EDISON — Three artists with wildly diverse skills will be featured at the Studio Theater Gallery at Middlesex County College from Nov. 15 through Dec. 24. The gallery is open 11 a.m. to 4 p.m. weekdays. A reception for the artists, which is open to the public, will be held Nov. 15 from 5-7 p.m.
“This is a multimedia exhibition of puppets, video and animatronic sculpture,” said Nadine Heller, chair of the Department of Visual, Performing and Media Arts and the curator of the exhibit. “The theme of the exhibit is the artists are taking things that are not living and are animating them.”
Kevin Augustine is the puppeteer, Alessandro Bavari is a multidisciplinary artist who will present his video at this event, and Scott Pellnat is a sculptor.
Augustine is the director and founder of Lone Wolf Tribe Puppet Theatre, which creates original brutally poetic contemporary narratives. The puppets, foam rubber creations, are animated by Augustine in performances held nationally and internationally. He has held residencies and showings at PS 122, HERE Arts Center, the Brooklyn Arts Exchange, and the MacDowell Colony, among others. He is the recipient of a number of Fringe Festival awards for his work. His piece The Bride was twice listed as one of the best shows of 2008 by Time Out NY. Now in its 12th season, Lone Wolf is developing a three-installment project, The Hobo Grunt Cycle, exploring tramp clowns, post traumatic stress disorder, and illegal dog fighting.
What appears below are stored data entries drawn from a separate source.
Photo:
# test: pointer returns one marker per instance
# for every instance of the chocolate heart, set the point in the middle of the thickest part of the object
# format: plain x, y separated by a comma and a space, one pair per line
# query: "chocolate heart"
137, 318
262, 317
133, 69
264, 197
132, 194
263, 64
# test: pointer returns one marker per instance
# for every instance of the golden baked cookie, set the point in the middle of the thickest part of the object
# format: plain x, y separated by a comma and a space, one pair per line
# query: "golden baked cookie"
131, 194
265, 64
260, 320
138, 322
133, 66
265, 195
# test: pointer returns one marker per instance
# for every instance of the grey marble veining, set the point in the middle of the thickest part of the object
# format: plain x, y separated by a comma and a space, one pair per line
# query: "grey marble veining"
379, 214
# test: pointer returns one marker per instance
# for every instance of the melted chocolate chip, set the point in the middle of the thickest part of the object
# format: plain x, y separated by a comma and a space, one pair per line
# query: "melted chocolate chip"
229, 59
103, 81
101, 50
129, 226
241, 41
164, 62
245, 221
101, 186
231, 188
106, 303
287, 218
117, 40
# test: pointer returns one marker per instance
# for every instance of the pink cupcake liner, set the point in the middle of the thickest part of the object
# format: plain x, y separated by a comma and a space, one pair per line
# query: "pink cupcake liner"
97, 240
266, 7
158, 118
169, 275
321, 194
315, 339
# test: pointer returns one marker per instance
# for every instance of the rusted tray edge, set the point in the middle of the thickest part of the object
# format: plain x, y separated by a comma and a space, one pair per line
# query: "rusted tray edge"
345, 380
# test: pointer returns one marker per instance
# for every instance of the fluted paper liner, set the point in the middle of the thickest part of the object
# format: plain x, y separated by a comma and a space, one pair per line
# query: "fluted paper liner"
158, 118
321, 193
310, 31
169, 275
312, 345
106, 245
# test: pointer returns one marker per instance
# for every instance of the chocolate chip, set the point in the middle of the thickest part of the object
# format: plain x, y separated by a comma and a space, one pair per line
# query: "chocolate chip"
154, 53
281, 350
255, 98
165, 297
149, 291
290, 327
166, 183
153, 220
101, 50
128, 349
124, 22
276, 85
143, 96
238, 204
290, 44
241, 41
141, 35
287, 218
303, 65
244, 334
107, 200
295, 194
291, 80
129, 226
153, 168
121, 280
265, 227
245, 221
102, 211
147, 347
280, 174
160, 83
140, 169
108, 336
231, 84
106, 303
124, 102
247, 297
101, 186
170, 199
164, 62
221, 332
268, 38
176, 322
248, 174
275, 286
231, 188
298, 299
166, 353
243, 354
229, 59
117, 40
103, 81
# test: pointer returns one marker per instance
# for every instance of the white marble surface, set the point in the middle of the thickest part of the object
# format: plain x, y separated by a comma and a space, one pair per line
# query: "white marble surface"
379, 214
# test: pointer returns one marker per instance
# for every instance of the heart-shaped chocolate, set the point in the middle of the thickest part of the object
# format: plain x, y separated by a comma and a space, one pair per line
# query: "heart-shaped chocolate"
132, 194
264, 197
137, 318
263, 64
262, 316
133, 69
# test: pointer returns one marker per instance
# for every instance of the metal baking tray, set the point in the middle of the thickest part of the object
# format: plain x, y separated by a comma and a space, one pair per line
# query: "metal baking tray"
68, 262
Bavari is a multidisciplinary artist living and working in Italy. His video, “Metachaos,” won eight international film awards for best animated short in 2011. Born outside of Rome to an Italo-French family, he attended the Academy of Fine Arts in Rome where he studied scenography, photography, art history and visual arts.
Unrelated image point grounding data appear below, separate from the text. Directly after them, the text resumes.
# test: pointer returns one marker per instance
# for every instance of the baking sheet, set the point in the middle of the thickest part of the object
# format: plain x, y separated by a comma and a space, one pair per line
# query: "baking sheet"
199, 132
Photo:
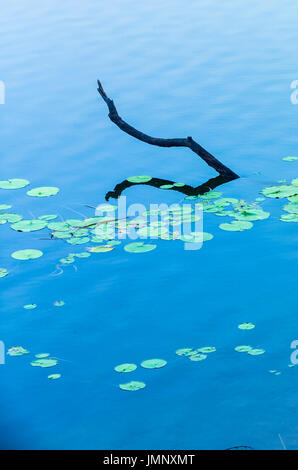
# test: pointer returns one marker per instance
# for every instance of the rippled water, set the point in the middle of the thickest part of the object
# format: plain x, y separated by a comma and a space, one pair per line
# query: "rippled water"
221, 72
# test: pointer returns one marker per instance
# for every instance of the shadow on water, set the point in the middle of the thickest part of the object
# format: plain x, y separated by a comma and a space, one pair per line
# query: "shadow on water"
158, 182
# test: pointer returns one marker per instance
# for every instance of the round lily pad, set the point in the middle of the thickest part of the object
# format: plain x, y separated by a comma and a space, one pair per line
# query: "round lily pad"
3, 272
153, 363
54, 376
243, 348
27, 254
29, 225
44, 363
198, 357
48, 217
256, 352
132, 386
139, 179
125, 367
15, 183
11, 218
236, 226
101, 249
17, 351
43, 191
59, 227
185, 351
207, 349
246, 326
78, 240
139, 247
30, 306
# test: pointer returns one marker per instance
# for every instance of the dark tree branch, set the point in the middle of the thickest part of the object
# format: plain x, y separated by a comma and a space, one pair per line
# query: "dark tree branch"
188, 142
158, 182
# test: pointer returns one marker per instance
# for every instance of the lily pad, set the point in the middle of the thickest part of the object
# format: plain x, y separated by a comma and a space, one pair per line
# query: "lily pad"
17, 351
3, 272
256, 352
132, 386
243, 348
15, 183
207, 349
48, 217
30, 306
236, 226
11, 218
246, 326
139, 179
43, 191
27, 254
44, 363
139, 247
153, 363
198, 357
54, 376
101, 249
29, 225
125, 367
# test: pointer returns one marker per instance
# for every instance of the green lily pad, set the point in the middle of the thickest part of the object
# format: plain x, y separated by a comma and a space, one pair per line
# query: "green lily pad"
236, 226
78, 241
198, 357
44, 363
27, 254
185, 352
207, 349
3, 272
246, 326
125, 367
48, 217
11, 218
43, 191
82, 255
17, 351
243, 348
211, 195
153, 363
132, 386
256, 352
139, 247
139, 179
15, 183
101, 249
280, 191
59, 227
29, 225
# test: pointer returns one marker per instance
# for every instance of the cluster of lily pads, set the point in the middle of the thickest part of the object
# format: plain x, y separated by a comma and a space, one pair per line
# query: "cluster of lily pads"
42, 360
134, 385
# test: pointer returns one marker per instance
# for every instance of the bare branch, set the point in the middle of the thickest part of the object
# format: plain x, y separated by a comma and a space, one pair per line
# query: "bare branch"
186, 142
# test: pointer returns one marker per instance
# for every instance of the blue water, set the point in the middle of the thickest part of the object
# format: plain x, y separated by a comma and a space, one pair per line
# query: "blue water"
220, 72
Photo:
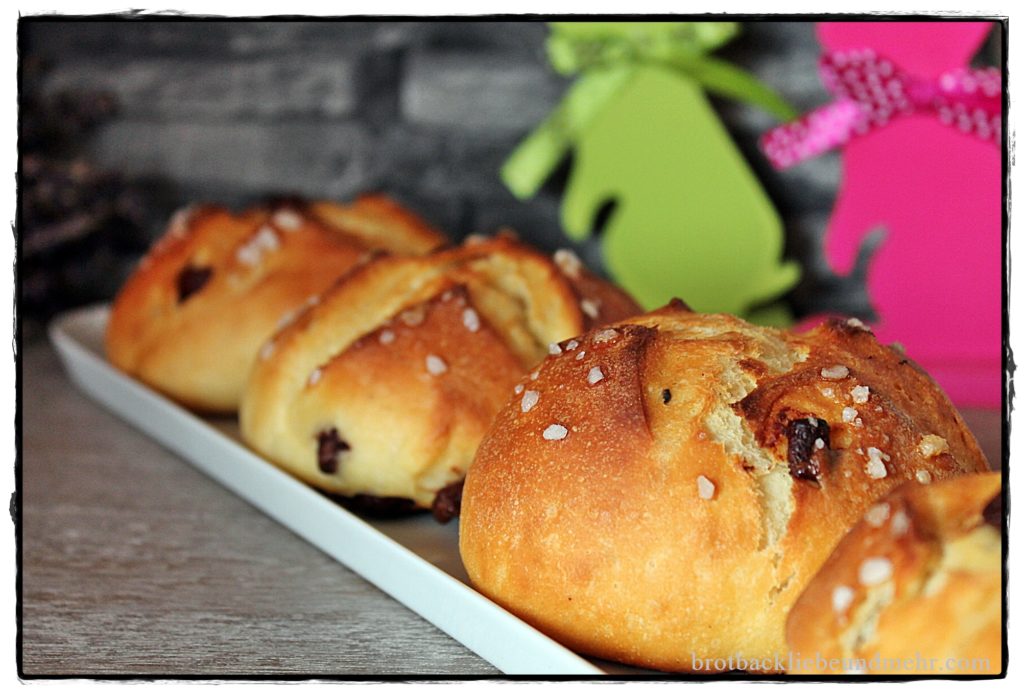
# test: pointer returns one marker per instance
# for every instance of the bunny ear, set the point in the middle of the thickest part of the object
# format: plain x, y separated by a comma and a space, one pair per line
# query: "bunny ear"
925, 48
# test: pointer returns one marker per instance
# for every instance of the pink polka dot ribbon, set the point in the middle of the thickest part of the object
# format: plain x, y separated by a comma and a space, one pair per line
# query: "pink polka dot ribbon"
871, 90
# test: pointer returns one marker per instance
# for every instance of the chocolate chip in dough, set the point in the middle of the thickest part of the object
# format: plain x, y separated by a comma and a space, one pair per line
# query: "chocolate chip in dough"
448, 503
804, 435
192, 279
383, 507
329, 446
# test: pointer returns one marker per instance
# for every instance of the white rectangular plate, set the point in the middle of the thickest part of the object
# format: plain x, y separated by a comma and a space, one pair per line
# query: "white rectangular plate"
415, 560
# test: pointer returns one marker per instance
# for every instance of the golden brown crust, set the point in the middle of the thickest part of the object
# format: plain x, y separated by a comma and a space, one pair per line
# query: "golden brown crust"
407, 359
665, 523
918, 579
247, 271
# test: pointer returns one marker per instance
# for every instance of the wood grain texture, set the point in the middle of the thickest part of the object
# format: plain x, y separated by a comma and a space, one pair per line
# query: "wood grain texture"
135, 563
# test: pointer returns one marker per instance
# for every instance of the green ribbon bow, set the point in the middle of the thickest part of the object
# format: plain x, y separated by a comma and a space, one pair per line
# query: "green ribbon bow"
605, 54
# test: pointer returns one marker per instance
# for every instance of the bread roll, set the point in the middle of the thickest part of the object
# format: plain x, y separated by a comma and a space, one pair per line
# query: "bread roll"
914, 589
385, 387
190, 319
680, 477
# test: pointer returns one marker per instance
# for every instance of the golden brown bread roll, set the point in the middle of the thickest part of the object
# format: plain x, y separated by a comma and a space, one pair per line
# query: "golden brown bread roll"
914, 589
192, 317
385, 387
680, 477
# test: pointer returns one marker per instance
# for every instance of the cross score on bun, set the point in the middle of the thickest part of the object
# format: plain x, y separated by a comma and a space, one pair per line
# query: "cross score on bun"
919, 579
678, 478
385, 387
190, 319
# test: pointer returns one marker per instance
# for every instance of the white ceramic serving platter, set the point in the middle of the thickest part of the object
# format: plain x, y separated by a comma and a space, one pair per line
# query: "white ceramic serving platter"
415, 560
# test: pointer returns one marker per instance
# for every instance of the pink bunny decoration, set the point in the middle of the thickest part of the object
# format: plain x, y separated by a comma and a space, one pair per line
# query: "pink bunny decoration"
922, 158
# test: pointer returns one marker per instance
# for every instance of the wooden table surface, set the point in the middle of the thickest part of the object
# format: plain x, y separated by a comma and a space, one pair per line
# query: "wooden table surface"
135, 563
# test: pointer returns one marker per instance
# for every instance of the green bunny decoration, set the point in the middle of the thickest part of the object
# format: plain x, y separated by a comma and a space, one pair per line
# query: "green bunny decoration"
690, 217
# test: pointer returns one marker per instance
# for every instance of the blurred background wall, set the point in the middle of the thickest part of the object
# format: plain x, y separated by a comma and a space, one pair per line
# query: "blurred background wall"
124, 121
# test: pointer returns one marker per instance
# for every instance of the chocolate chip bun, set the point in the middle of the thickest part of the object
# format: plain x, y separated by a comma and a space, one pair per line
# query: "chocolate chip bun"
918, 581
667, 486
385, 387
190, 319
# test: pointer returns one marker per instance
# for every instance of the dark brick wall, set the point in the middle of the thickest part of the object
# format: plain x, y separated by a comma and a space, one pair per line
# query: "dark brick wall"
230, 111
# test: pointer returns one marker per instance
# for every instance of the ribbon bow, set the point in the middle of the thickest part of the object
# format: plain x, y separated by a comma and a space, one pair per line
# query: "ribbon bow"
871, 90
605, 54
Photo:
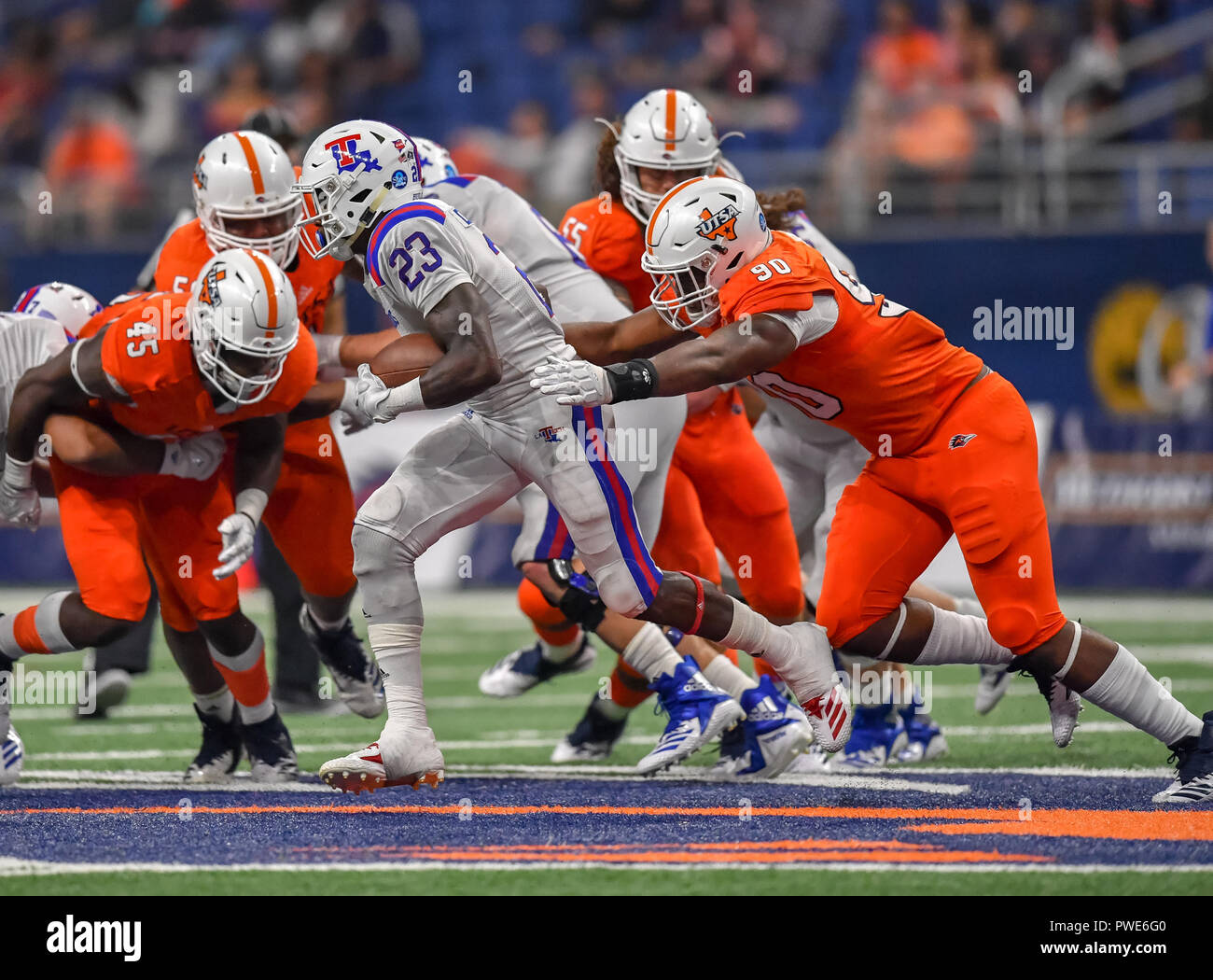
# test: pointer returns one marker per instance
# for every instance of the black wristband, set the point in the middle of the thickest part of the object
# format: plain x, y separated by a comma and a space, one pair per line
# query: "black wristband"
632, 381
Pellnat is a sculptor and installation artist. His work, Low Tide, or the Dance of the Seven Veils, features an automaton and mechanized boats arranged in a ring cycle and was recently at view in Catagenesis, an international exhibition of sculptors held in Philadelphia at the Globe Dye Works. This exhibition includes excerpts from that installation. He works with mixed media to create elaborate visionary installations. His sculpture, while often grim, invites the viewer into a pact of shared accountability. The often mundane utilitarian forms, usually broken in some way, are familiar and almost comforting. Many of these objects move and it is this motion that forces the viewer’s complicity as it is human behavior that seems mirrored in the dance of objects.